À Sotchi, j’ai adoré me ­retrouver avec les athlètes des autres ­disciplines. Cela m’a permis d’en apprendre davantage sur les ­différents sports.

J’étais très déçue de ne pas me qualifier pour les Olympiques de ­Vancouver (2010), mais j’ai essayé de me raisonner. J’ai été ouvreuse de piste et ça m’a préparée pour Sotchi.

Je m’attendais à tout en Russie: à des attentats, à être rapatriée, à ce qu’il pleuve beaucoup. ­Finalement, tout s’est magnifiquement bien déroulé.
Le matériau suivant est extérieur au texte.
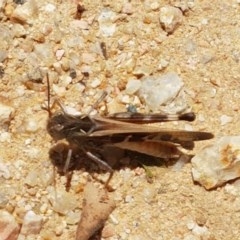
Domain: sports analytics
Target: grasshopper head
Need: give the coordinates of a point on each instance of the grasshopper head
(56, 126)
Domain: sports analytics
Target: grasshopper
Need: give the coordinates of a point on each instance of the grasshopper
(87, 135)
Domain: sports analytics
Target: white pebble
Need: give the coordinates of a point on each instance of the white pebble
(5, 113)
(128, 199)
(170, 18)
(125, 99)
(50, 7)
(224, 119)
(133, 86)
(95, 83)
(4, 172)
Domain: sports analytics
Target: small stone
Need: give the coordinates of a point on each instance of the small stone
(4, 172)
(32, 224)
(50, 7)
(59, 54)
(88, 58)
(9, 228)
(170, 18)
(128, 199)
(218, 163)
(108, 231)
(95, 83)
(63, 202)
(125, 99)
(224, 119)
(154, 6)
(127, 8)
(160, 90)
(5, 113)
(133, 86)
(106, 22)
(24, 13)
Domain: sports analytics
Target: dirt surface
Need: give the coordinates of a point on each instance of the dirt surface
(204, 50)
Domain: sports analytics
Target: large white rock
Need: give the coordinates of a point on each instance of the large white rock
(218, 163)
(163, 90)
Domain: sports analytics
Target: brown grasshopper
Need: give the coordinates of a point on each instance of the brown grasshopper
(88, 135)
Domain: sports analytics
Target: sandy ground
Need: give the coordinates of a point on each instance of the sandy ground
(204, 51)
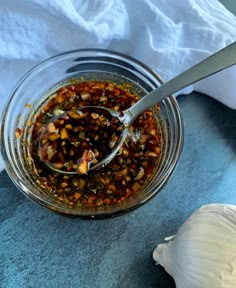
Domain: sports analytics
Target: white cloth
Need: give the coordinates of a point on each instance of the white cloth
(169, 36)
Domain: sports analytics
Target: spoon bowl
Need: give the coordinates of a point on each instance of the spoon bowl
(211, 65)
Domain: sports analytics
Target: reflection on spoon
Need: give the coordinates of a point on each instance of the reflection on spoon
(76, 141)
(114, 138)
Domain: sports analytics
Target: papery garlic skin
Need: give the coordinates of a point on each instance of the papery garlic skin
(203, 252)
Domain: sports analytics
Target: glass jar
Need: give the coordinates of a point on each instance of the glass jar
(91, 64)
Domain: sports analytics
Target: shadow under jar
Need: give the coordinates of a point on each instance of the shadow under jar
(75, 67)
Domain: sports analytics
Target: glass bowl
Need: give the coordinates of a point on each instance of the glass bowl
(91, 64)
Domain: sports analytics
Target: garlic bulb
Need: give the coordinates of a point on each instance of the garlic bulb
(203, 252)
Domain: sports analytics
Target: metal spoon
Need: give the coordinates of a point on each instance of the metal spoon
(220, 60)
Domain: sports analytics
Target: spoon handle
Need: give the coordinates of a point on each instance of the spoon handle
(218, 61)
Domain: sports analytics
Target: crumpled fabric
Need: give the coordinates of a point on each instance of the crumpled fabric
(169, 36)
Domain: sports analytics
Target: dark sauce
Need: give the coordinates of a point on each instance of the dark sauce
(61, 134)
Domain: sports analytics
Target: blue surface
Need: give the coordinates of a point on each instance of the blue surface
(42, 249)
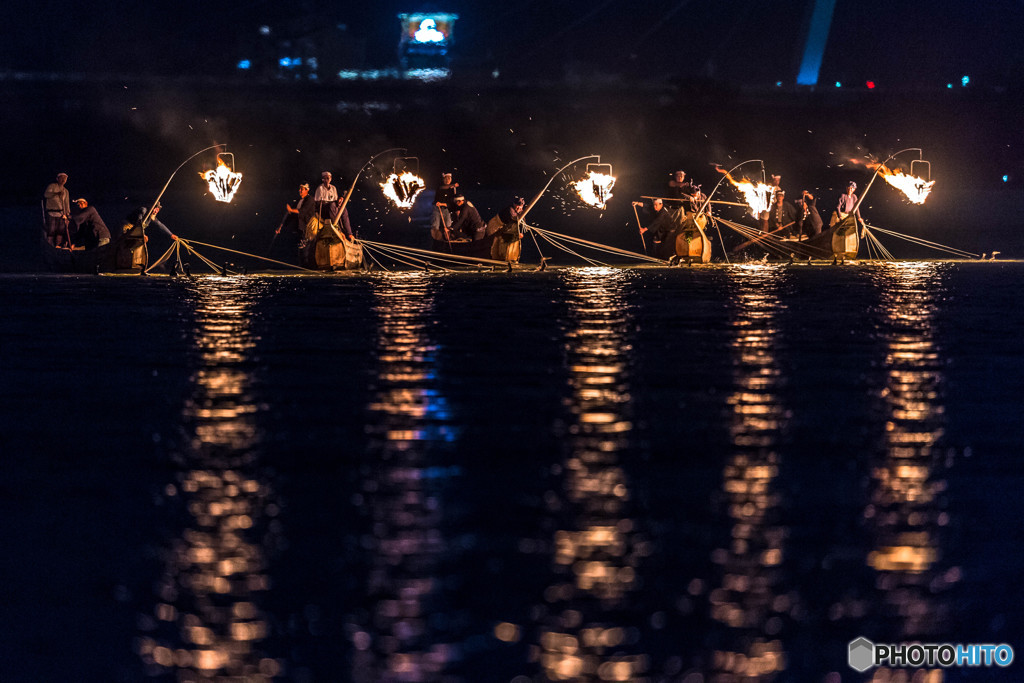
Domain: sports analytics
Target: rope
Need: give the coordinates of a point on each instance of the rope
(242, 253)
(569, 251)
(162, 258)
(455, 258)
(598, 247)
(926, 243)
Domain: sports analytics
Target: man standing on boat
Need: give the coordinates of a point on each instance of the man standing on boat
(56, 204)
(440, 219)
(297, 220)
(466, 219)
(781, 215)
(90, 229)
(847, 205)
(326, 199)
(808, 219)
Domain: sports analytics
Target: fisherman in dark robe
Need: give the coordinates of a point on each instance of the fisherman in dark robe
(808, 218)
(663, 224)
(441, 217)
(466, 219)
(90, 229)
(781, 216)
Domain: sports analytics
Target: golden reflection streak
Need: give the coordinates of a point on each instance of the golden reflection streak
(904, 513)
(208, 625)
(596, 557)
(749, 602)
(395, 636)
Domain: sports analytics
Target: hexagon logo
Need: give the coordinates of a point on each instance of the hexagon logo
(861, 655)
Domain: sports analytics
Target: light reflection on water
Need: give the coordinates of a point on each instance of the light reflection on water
(208, 623)
(904, 513)
(398, 633)
(751, 602)
(586, 635)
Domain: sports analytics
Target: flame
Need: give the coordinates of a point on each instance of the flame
(402, 189)
(916, 189)
(757, 196)
(595, 189)
(222, 180)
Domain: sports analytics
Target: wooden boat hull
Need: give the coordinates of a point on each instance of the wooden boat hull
(113, 257)
(841, 241)
(335, 254)
(464, 247)
(692, 244)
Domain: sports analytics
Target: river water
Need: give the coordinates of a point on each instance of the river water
(716, 473)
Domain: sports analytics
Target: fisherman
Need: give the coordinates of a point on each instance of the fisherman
(56, 204)
(847, 205)
(664, 225)
(326, 199)
(90, 229)
(679, 187)
(443, 204)
(776, 186)
(505, 230)
(781, 215)
(466, 220)
(808, 219)
(297, 218)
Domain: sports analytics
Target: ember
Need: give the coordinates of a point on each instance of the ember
(758, 196)
(223, 181)
(916, 189)
(595, 189)
(403, 188)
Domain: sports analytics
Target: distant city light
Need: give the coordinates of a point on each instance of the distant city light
(428, 33)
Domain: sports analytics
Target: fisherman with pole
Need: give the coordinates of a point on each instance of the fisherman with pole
(297, 215)
(56, 208)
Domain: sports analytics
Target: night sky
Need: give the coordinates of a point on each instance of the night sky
(909, 45)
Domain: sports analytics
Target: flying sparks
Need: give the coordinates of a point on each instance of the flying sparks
(223, 181)
(757, 196)
(402, 189)
(916, 189)
(595, 189)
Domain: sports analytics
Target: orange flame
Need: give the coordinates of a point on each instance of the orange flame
(223, 182)
(757, 196)
(916, 189)
(402, 189)
(595, 189)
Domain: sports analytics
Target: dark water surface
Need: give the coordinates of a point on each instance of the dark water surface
(595, 474)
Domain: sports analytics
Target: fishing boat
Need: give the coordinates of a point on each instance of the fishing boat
(840, 242)
(335, 252)
(112, 257)
(692, 244)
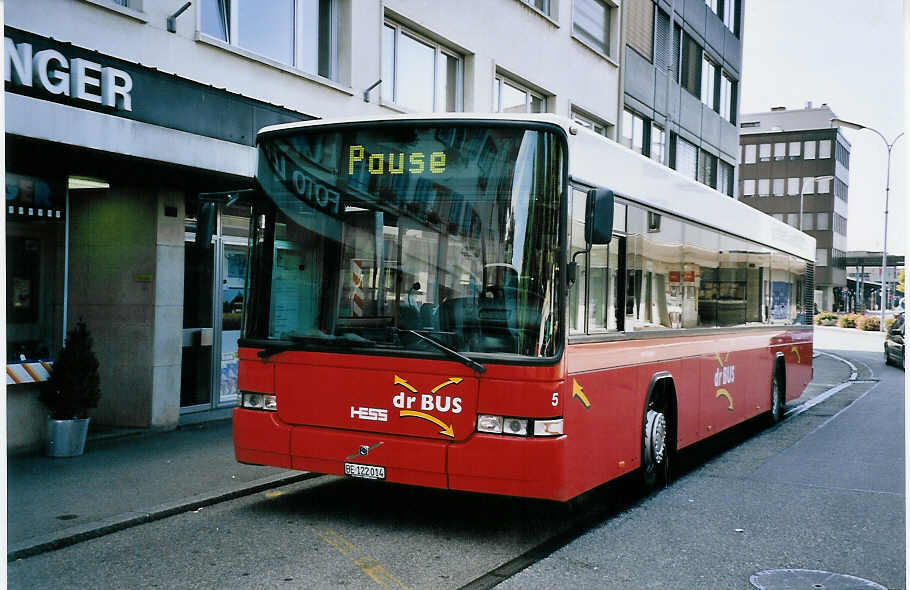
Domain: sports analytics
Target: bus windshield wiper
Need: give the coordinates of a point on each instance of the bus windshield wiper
(305, 342)
(452, 353)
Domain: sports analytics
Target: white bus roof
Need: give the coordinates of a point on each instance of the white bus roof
(594, 159)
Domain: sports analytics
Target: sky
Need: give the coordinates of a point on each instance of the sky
(849, 55)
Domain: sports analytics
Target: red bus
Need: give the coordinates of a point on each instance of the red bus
(504, 304)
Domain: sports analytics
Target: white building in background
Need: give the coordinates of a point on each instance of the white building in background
(119, 112)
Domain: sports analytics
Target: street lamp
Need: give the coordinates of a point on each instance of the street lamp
(802, 194)
(835, 122)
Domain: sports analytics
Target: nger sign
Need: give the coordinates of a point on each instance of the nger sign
(77, 78)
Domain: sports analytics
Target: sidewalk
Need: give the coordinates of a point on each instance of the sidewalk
(123, 482)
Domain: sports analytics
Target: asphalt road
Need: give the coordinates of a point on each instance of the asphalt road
(822, 490)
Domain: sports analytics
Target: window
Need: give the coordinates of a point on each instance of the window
(842, 154)
(748, 187)
(590, 122)
(592, 22)
(690, 65)
(708, 81)
(419, 74)
(512, 97)
(749, 154)
(541, 5)
(35, 239)
(299, 33)
(594, 295)
(686, 158)
(663, 43)
(724, 177)
(729, 14)
(821, 257)
(727, 98)
(780, 151)
(778, 187)
(808, 185)
(840, 224)
(840, 189)
(658, 142)
(633, 131)
(810, 151)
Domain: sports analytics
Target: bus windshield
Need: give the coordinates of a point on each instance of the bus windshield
(408, 237)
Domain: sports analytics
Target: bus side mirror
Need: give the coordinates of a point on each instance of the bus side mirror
(599, 216)
(205, 223)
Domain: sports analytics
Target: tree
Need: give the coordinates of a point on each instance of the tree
(74, 385)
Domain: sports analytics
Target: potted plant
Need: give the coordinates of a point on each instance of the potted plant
(72, 389)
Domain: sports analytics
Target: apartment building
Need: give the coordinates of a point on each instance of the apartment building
(681, 64)
(119, 112)
(796, 167)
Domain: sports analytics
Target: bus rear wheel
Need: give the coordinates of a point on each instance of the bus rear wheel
(654, 447)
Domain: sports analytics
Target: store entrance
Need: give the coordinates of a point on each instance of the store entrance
(214, 295)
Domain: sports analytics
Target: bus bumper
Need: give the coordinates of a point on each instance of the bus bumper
(485, 463)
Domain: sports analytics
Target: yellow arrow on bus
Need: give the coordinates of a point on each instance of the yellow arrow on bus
(447, 429)
(579, 392)
(726, 394)
(450, 381)
(405, 384)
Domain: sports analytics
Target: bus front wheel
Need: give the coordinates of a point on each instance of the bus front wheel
(655, 447)
(776, 413)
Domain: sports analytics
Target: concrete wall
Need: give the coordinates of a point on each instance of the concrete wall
(125, 282)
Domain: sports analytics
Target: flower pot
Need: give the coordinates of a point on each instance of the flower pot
(66, 438)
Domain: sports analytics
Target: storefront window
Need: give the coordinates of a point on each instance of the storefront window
(35, 237)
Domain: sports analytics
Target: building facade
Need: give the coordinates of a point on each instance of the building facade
(120, 112)
(682, 64)
(796, 167)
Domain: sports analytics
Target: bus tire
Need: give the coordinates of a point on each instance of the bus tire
(656, 439)
(776, 413)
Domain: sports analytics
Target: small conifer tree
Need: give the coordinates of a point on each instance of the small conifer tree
(74, 385)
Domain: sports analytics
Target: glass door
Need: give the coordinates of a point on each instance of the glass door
(213, 295)
(198, 332)
(233, 257)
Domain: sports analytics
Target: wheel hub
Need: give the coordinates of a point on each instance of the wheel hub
(655, 437)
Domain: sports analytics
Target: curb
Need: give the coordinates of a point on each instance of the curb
(119, 522)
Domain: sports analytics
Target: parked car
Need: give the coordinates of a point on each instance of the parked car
(894, 343)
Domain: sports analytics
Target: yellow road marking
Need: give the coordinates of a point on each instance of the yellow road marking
(367, 564)
(447, 429)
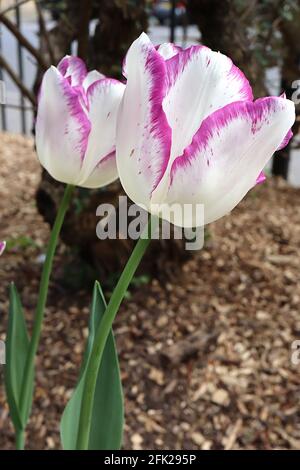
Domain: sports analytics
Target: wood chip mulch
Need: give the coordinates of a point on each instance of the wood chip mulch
(206, 357)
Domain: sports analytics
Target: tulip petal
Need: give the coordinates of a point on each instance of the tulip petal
(103, 101)
(143, 135)
(227, 154)
(92, 77)
(200, 82)
(168, 50)
(62, 128)
(73, 69)
(104, 173)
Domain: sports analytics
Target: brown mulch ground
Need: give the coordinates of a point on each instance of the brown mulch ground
(205, 358)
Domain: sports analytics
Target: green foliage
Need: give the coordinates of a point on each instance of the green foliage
(17, 345)
(108, 413)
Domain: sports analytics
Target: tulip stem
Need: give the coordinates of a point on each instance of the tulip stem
(26, 390)
(102, 335)
(20, 439)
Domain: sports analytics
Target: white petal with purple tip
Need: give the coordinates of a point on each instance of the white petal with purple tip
(227, 154)
(62, 128)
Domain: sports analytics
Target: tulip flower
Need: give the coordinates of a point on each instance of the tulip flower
(2, 247)
(76, 124)
(189, 131)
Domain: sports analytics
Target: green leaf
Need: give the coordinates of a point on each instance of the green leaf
(17, 344)
(108, 410)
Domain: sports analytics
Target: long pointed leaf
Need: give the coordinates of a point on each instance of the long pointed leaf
(17, 344)
(108, 411)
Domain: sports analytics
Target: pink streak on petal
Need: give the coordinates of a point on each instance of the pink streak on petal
(286, 140)
(158, 127)
(2, 247)
(77, 112)
(256, 112)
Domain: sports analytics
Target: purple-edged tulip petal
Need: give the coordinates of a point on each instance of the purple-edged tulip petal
(76, 124)
(73, 69)
(103, 98)
(201, 81)
(143, 133)
(104, 173)
(226, 156)
(2, 247)
(62, 128)
(91, 78)
(189, 132)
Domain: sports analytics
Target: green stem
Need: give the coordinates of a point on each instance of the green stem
(26, 391)
(101, 337)
(19, 439)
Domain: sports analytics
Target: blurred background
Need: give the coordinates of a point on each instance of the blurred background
(205, 339)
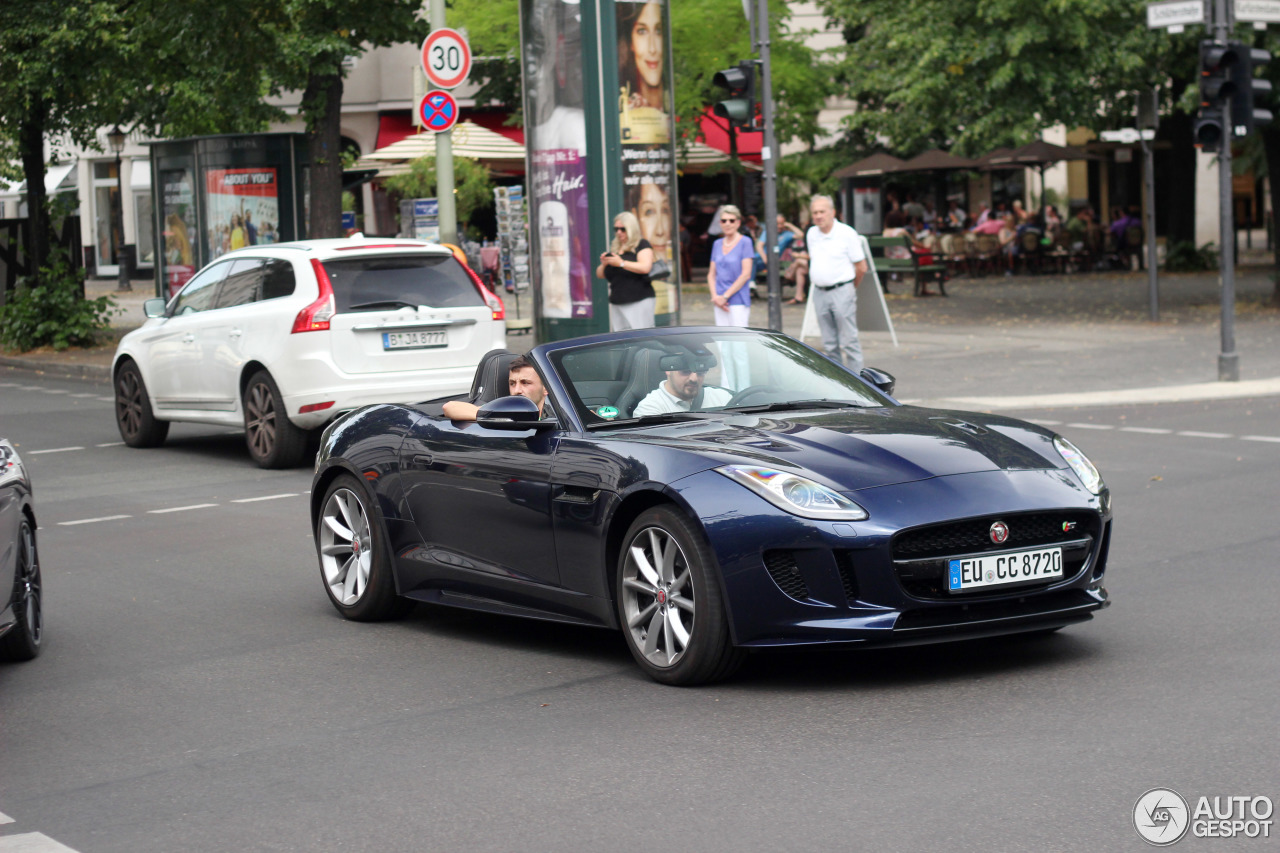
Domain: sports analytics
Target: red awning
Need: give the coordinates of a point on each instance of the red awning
(393, 127)
(716, 132)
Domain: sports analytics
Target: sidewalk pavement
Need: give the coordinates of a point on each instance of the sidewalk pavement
(993, 343)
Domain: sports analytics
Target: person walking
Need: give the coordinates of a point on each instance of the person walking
(727, 278)
(626, 267)
(836, 268)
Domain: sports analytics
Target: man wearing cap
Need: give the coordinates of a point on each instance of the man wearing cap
(836, 268)
(682, 389)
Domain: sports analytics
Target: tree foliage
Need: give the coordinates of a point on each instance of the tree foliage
(976, 74)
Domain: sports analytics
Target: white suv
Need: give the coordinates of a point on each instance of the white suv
(283, 338)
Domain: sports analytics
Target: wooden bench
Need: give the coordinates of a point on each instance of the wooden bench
(912, 264)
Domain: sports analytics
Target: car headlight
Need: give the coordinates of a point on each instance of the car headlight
(1080, 464)
(794, 493)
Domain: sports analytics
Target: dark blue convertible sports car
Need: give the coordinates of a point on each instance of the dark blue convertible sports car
(711, 491)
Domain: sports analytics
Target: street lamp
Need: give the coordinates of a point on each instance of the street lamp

Ce fut au-delà de mes attentes.

Je suis une personne très ­organisée et très équilibrée. Autant j’aime travailler, autant j’aime ­relaxer.

Je suis une athlète et une ­nutritionniste, je comprends très bien comment donner de l’énergie à mon corps et comment ­l’aider à récupérer.

L’hiver, je me concentre sur le surf des neiges, mais je fais quelques contrats de ­rédaction, ce qui me permet de ­travailler, peu importe l’endroit ou je suis sur le globe.

Lorsqu’on sait bien gérer son horaire, on peut accomplir beaucoup de choses.

J’ai complété un diplôme en nutrition sportive pendant les deux dernières années. J’ai trouvé cela très captivant. Je m’entraînais et ensuite je relaxais en lisant et en étudiant.

J’aime beaucoup la culture du surf des neiges, je trouve que c’est un mode de vie très cool. Il est possible de maximiser la performance et devenir athlète de haut ­niveau tout en ayant beaucoup de plaisir.

En avril, je pars pour Cuba faire du kite surfing, une autre de mes passions. Je serai avec mon ­amoureux et mes amis. Beaucoup de ­plaisir en perspective.